The Forward’s review of Molly Crabapple’s Here Where We Live Is Our Country calls it a captivating read, but also says the book turns nearly 130 years of Jewish Labor Bund history into a sharply divided political canvas. Crabapple traces the movement through revolution, war and exile, using her great-grandfather, Sam Rothbord, as a guide to the vanished world of Jewish Eastern Europe.
Rothbord was born in Volkovysk, now in Belarus, joined the Bund as a young man, then immigrated to America and became an artist. His first exhibit was held at the former headquarters of the Forward on East Broadway, a family link that gives the book some of its strongest emotional force. Crabapple also brings in Vladimir Medem, Arkady Kremer, Raphael Abramovitch, Mark Lieber, Sophie Dubnova-Erlich, Henryk Erlich and Viktor Alter as she moves through the Russian revolutions of 1905 and 1917, World War I, the rise of the Polish republic and the Holocaust.

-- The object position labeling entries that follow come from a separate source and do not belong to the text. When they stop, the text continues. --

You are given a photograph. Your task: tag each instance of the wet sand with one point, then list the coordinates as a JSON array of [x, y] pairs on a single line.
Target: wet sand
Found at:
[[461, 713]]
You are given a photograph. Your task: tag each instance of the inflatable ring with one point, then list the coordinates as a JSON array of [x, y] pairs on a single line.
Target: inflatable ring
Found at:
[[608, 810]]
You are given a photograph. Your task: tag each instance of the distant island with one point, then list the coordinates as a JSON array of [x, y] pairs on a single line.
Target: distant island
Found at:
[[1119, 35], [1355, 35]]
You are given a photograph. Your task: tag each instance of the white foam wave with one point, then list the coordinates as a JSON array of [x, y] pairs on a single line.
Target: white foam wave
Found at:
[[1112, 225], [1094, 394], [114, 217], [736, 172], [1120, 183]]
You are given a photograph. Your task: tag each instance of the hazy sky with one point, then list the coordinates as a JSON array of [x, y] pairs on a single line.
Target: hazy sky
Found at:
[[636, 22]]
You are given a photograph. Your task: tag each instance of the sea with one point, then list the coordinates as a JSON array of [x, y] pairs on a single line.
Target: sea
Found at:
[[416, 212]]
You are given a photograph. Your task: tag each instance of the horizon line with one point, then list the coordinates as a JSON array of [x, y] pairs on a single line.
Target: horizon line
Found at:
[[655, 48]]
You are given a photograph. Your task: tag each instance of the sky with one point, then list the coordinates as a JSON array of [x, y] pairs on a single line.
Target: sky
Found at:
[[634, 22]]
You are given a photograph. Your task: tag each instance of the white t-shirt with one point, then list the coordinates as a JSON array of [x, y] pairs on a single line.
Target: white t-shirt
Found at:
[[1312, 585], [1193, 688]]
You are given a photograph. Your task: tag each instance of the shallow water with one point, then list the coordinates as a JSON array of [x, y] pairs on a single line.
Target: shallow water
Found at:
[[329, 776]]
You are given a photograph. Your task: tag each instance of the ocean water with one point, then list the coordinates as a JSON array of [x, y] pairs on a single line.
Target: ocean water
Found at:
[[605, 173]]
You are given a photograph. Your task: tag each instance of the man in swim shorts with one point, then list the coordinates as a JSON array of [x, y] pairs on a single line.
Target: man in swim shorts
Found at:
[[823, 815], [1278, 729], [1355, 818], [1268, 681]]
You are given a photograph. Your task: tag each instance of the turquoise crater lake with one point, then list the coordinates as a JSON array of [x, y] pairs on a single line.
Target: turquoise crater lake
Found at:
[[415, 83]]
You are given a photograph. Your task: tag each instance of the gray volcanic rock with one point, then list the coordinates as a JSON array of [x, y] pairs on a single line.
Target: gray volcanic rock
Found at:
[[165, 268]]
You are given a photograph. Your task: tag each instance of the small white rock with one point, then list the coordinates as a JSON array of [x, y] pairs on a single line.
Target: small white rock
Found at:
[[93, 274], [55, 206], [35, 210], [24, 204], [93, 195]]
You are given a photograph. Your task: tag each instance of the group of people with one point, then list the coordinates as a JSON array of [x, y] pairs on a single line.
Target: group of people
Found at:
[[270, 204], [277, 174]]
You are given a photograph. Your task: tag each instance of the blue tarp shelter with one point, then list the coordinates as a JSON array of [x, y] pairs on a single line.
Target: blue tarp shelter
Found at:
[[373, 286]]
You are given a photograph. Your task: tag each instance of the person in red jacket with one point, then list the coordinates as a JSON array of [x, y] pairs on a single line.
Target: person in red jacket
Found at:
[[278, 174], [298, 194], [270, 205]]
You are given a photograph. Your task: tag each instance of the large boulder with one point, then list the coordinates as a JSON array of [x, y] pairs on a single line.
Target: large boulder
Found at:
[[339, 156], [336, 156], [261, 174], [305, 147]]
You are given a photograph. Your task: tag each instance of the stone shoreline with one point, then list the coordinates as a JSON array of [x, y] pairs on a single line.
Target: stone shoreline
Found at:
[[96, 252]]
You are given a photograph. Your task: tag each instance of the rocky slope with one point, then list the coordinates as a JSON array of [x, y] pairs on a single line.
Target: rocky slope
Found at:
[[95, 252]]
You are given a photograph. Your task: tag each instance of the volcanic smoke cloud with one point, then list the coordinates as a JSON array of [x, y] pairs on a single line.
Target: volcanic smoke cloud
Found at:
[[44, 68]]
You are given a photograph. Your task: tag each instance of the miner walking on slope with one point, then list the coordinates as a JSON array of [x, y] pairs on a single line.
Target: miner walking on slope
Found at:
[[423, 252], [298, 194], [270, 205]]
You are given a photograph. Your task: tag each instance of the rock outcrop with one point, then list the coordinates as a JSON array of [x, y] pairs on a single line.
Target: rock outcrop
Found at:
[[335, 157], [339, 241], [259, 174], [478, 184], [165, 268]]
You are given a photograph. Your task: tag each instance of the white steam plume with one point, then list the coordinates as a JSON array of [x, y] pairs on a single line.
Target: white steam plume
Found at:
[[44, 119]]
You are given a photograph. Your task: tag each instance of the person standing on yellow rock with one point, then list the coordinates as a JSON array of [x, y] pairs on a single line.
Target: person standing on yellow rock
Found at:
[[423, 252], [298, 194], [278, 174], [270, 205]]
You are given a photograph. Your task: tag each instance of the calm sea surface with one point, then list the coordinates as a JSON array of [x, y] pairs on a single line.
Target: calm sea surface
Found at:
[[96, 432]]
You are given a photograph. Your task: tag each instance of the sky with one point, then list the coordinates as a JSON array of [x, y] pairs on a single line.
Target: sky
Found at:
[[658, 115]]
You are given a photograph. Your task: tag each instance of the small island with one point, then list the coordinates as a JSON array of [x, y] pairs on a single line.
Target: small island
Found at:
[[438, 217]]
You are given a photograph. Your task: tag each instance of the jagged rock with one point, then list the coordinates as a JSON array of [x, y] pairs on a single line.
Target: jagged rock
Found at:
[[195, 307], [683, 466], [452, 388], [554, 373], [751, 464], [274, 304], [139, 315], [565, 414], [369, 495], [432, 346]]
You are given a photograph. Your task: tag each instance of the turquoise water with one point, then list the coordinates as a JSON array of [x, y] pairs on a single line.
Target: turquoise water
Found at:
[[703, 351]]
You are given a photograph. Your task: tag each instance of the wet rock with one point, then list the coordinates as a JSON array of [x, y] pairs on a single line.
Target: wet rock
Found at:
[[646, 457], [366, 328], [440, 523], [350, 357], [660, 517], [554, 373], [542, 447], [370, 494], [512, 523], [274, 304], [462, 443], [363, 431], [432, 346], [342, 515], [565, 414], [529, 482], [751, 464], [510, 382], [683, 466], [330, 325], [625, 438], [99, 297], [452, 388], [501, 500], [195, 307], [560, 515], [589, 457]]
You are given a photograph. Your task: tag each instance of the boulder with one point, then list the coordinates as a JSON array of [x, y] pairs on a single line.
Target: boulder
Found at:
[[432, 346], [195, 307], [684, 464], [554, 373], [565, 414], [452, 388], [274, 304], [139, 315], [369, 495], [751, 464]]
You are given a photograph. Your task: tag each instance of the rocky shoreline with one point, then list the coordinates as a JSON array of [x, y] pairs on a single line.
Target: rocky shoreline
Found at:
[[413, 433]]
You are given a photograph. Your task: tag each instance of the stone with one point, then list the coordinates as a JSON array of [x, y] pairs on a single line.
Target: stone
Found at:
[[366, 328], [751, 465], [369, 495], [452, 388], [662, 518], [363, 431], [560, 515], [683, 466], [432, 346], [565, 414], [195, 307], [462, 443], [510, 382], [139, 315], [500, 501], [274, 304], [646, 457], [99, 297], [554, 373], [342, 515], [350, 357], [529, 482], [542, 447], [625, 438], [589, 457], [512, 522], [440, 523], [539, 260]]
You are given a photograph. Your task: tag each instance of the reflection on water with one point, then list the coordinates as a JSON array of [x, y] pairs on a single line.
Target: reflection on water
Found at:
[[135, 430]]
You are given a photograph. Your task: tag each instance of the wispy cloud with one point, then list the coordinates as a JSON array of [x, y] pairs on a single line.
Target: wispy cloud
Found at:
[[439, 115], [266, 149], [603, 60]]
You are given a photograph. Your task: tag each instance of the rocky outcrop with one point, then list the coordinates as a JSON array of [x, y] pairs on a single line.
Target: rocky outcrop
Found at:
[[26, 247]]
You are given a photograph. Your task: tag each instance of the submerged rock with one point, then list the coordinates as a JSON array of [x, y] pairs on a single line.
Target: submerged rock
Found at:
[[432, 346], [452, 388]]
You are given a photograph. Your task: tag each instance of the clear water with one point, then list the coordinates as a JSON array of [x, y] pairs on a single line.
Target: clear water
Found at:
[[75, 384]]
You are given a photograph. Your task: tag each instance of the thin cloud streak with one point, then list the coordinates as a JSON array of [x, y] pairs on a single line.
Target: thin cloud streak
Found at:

The review says that sweep is one reason the book reads so vividly. Crabapple synthesizes memoirs and documents into a lively narrative full of color and emotion, and the reviewer says she is well-versed in Marxist theory. That grounding, the review notes, comes partly from her father, whom she writes is a professor of political economy. Crabapple also often draws parallels between her own life as a left-wing activist and the struggles of radicals around the world today, giving the book a present-day charge that goes beyond family history.
But the review argues that the book’s energy comes with a cost. It says Crabapple often paints the historical landscape in black and white, with the Bundists cast as the good guys and governments, the Bolsheviks and the Zionists as the bad ones. In her account, the West and its capitalist, imperialist regimes are to blame for the world’s ills. The reviewer says that framing makes the book feel more like an argument than a balanced history, even when the storytelling is compelling.
The sharpest criticism is reserved for Crabapple’s treatment of Russian Jewish history. The review says she writes that Tsar Nicholas I set policies with the declared aim of forcing a third of Jews to die, a third to emigrate and a third to convert to Christianity. It says Nicholas I never made such a declaration and had in fact died by 1855, while emigration from Russia was strictly prohibited. The review also says he did not limit the number of Jewish students in Russian universities, and that the so-called percent norm was first introduced by Alexander III in 1887. It adds that popular books sometimes attribute the death-emigration-conversion line to Konstantin Pobedonostsev, though no documentary source supports it.
Those objections do not erase the book’s pull, and the review makes clear why it has readers in its grip. It describes one scene from the pogrom era in brutal detail: “Blood-smeared Russian mothers loaded their pushcarts with the spoils from looted Jewish houses, then had their kids torch their homes behind them as they left.” The line captures the book’s method and its limits at once — immersive, emotional and forceful, but also willing to press history into a moral shape that the evidence does not always fully support.
For readers drawn to the Bund, to family memory or to the politics of the Jewish left, the book offers an unusually vivid passage through a vanished world. The review’s bottom line is that Molly Crabapple has written a gripping, richly drawn history — one that is strongest when it lets Sam Rothbord and the people around him speak through the record, and weakest when it bends that record to fit a tidy ideological frame.